Another was Mary Barnard, who lived to the age of ninety, was very lame, but always crawled to Madeley church when the weather would permit. Totally without education herself, she had a son who became a Methodist local preacher. Her death occurred in 1797, and her last message to Fletcher’s widow was,—“The covenant is signed and sealed between my Lord and me. I am His by a marriage bond; and He is mine. And now I set to my seal, that the blood of Jesus cleanses from all sin.”[[82]]

Such conversions were among Fletcher’s encouragements; and he greatly needed them. His preaching saved some, but offended others. In one of his unpublished manuscripts, dated “Madeley, February 28, 1762,” he notes a somewhat remarkable occurrence:—

“Last Sunday, only one objection was made against the doctrine I preached in this church, and that, I think, was a poor one, as it was supported by no argument and no Scripture. The sum of it was this, ‘It is hard to say that one breach of the law brings a man under the curse, and exposes one out of Christ to the damnation of hell.’ To this I answer by four arguments.

“The first is taken from matters of fact in the Word of God. By one sin, and by the offence of one, condemnation came upon all men, namely by the one sin of Adam’s eating the forbidden fruit. And a more awful example you have in the sudden destruction of Ananias and Sapphira his wife for having told one single lie.

“The second argument is taken from common sense, which tells us that one leak in a ship unstopped will sink it in time, as certainly as a hundred; one piece broken out of a glass makes it a useless glass, as much as if it was dashed into twenty pieces; one stab of a dagger through the heart kills a man as much as a hundred would. And so one sin uncancelled by Christ’s blood will as surely destroy an unconverted man as a hundred, though his destruction will not be so terrible as that of him who has committed a hundred.

“The third argument is taken from the exactness of human laws and the practice of earthly judges. They all condemn a man for one single offence. If one can be proved it is enough. Let a murderer kill one man, he is to be hanged as well as if he had killed a hundred. Let a highwayman take one pound from one single person, the law condemns him for a felon, and sends him to the gallows, as well as if he had taken a thousand pounds from a thousand different travellers. The law of the land, to the breach of which the penalty is annexed, is as effectually broken by one act of felony as by a hundred; and the law of God is as much, though not so heinously, broken, by one sin as by a hundred: consequently the law of God curses and damns for one sin as well as for a hundred.

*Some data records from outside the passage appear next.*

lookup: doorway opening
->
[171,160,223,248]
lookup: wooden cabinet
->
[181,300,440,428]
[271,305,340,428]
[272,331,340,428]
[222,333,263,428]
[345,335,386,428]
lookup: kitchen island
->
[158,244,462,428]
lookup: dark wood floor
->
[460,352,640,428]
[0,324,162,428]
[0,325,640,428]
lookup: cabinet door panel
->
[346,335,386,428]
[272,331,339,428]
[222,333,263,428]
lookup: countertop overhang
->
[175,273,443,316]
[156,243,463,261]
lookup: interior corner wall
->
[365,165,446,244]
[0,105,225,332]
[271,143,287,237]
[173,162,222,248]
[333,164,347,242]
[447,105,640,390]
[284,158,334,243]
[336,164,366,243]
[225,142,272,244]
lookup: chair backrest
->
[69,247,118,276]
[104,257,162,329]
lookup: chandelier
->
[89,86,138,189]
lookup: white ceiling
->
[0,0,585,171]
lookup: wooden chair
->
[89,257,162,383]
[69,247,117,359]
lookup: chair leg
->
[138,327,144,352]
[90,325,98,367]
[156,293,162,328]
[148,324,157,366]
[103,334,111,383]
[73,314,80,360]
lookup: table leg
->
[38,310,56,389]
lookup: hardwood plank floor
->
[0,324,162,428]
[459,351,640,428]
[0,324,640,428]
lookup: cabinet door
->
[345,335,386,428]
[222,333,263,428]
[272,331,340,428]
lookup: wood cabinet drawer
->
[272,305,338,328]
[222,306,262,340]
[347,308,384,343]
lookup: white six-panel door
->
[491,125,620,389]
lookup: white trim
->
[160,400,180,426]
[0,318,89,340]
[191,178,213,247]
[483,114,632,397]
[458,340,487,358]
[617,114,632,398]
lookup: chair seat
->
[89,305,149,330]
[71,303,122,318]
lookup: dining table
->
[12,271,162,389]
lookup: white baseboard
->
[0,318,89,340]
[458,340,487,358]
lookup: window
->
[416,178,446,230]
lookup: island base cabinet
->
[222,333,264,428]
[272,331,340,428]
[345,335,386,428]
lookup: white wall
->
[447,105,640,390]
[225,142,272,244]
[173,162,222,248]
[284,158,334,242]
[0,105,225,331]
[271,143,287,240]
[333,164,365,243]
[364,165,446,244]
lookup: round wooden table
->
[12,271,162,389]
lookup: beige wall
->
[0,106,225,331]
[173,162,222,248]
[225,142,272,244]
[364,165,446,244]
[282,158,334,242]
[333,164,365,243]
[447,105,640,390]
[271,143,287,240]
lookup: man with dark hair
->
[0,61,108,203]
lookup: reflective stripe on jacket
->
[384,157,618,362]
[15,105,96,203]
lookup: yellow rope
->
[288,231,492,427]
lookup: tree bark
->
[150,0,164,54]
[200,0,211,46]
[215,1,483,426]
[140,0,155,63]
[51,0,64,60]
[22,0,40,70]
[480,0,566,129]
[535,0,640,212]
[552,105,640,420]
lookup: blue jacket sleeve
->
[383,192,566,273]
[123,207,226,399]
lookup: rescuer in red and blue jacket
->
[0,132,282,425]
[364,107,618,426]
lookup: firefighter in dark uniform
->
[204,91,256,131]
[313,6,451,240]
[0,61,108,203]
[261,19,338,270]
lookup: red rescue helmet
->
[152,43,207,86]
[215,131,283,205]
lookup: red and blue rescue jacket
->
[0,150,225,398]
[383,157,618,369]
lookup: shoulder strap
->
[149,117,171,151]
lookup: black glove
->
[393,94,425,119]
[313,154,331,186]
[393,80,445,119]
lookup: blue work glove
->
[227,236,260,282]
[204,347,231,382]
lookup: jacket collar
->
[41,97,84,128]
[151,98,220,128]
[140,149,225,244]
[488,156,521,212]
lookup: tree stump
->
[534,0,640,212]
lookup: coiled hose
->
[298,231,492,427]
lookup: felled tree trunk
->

“The fourth argument is taken from Deuteronomy xxvii. 26, ‘Cursed be he that confirmeth not all the words of this law to do them.’ Also, Galatians iii. 10, ‘Cursed is every one that continueth not in all things which are written in the book of the law, to do them.’ And James ii. 10, ‘Whosoever shall keep the whole law, and yet offend in one point, he is guilty of all.’ He violates the law, despises the law, incurs the punishment threatened.”

Passing by Fletcher’s arguments and logic, this fugitive manuscript is of some importance, as intimating not only that objections were made to Fletcher’s doctrines, but also that he was accustomed publicly to notice and answer them in his parish church.

Fletcher had other troubles besides those arising from objections to his teaching. In his Fast-day sermon, preached on March 12, 1762, he had cried:—

“‘Because of swearing the land mourneth.’ If the prophet of old had lived in our degenerate days, he would have added, ‘Because of perjury the land groaneth.’ To go no farther than the place we inhabit, how many of us, who have been entrusted with public offices, have wilfully broken the oaths administered unto us? How many open and notorious drunkards, fighters, sabbath-breakers, blasphemers of God’s Word, and cursers of men, have escaped deserved censure, I shall not say by the accidental neglect, but by the downright perjury of officers?”